The starting point would be his starting point, the 1978 debut album For You - written almost entirely by him and performed exclusively by him. It's personnel listing reads: "Prince - all vocals, electric guitar, acoustic guitar, Orr bass, bass synth, singing bass, fuzz bass, Fender Rhodes electric piano, acoustic piano, Minimoog, Polymoog, ARP String Ensemble, ARP Pro Soloist, Oberheim 4-voice, clavinet, drums, syndrums, water drums, slapsticks, bongos, congas, finger cymbals, wind chimes, orchestral bells, wood blocks, brush trap, tree bell, hand claps, finger snaps."
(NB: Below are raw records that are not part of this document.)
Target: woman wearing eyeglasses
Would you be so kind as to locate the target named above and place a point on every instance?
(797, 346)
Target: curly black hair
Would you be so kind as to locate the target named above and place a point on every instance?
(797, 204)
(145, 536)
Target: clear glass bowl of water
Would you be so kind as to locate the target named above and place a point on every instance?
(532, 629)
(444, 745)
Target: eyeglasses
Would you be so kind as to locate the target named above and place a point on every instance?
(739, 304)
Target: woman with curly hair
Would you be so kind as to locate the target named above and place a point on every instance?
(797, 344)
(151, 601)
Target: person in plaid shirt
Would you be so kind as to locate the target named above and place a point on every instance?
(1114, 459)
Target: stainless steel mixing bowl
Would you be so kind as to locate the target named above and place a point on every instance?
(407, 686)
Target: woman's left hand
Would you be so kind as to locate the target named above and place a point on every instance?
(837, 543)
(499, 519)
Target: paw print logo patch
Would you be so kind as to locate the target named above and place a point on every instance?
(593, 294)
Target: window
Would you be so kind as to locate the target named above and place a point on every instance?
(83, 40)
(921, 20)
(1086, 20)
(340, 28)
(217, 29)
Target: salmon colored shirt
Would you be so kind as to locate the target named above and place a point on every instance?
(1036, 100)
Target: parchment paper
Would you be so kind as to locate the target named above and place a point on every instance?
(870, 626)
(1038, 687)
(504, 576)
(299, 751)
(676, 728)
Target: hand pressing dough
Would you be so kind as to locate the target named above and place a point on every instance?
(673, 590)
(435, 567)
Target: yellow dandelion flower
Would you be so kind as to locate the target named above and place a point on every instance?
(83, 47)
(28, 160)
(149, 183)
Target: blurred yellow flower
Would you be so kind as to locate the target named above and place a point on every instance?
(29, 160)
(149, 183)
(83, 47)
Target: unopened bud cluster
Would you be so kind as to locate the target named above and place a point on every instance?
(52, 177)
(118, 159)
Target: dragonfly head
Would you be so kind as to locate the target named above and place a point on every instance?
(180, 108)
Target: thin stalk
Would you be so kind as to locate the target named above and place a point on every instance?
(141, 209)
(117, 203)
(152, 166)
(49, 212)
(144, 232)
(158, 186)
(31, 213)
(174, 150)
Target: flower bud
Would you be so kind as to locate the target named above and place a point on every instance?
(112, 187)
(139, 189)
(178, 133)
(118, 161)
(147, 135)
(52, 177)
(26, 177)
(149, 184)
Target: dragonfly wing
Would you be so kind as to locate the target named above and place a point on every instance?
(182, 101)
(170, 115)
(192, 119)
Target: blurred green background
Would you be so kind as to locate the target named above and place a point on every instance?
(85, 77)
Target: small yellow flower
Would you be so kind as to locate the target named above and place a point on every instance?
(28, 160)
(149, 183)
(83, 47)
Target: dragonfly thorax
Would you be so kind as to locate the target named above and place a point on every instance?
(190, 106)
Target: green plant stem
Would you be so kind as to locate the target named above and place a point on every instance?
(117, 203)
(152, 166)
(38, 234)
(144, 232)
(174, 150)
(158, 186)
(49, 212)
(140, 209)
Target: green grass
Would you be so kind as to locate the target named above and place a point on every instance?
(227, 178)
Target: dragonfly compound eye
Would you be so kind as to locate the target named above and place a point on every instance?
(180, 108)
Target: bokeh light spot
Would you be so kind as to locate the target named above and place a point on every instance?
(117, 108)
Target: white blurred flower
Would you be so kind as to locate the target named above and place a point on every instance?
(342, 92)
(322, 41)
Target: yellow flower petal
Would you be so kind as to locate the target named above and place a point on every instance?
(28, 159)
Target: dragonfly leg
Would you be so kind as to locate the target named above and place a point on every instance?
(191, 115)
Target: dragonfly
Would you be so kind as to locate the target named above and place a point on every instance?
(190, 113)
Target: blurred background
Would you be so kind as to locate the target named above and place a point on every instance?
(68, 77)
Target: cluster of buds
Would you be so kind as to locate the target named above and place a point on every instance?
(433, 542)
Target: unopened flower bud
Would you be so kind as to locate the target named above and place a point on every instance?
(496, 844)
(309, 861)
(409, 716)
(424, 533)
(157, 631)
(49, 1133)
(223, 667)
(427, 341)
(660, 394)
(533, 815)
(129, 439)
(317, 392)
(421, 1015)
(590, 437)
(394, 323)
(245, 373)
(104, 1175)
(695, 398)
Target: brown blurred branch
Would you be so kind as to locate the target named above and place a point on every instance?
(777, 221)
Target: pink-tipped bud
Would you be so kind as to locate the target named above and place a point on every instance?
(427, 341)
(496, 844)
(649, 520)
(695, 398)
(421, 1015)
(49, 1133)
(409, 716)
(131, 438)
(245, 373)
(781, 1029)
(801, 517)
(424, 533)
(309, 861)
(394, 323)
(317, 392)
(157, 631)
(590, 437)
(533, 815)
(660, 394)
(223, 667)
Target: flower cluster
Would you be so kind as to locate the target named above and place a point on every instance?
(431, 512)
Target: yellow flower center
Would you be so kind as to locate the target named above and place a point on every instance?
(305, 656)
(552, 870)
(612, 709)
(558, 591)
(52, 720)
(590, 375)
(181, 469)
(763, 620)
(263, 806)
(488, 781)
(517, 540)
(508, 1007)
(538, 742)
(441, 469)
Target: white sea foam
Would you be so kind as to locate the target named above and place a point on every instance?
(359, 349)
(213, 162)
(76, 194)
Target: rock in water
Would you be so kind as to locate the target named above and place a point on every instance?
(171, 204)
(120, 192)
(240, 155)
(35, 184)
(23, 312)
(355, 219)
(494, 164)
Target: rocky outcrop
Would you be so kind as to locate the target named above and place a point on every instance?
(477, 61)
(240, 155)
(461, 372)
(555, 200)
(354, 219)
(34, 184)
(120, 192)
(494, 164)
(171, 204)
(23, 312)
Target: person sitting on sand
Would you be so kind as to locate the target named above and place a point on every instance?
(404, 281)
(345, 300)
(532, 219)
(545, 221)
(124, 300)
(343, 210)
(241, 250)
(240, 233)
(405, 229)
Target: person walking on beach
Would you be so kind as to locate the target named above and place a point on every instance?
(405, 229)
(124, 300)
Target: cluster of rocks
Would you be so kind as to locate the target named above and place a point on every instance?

Over the next three albums - which included 1980's Dirty Mind (the one with Prince posing on the cover in, well, his underpants) - his polymathic virtuosity expanded further, along with more of his American moral sensitivity-challenging mild eroticism (Smash Hits named him The Purple Perv). In 1982, 1999 put him squarely on the map with the a whopping, 70-minute double album that featured the brilliance of its title track, along with Little Red Corvette and Delirious. Purple Rain, which followed, is arguably one of the greatest albums of the decade, removing Springsteen's Born in the USA from the top of the US charts and featuring the hits When Doves Cry, Let's Go Crazy, Purple Rain, I Would Die 4 U and Take Me With U and ending with the anthemic, nine-minute gospel-meets-blues opus of a title track, one which showcased Prince's excellence as a lead guitarist, an attribute he was rarely credited for.
These were the albums that introduced me to Prince. These were the albums that established him as an artist, really, like no other. There would be 33 more to come from Paisley Park Studios, each as confounding and as their predecessor, some without fanfare, some without even a name attached to them (), but all unmistakeably without parallel or without imitation. That may not be your definition of genius, but it certainly comes close to mine. And that is what we mourn for. Death is inevitable, that we know. But loss is something you can't allow for, especially the loss of someone as brilliant as Prince Rogers Nelson.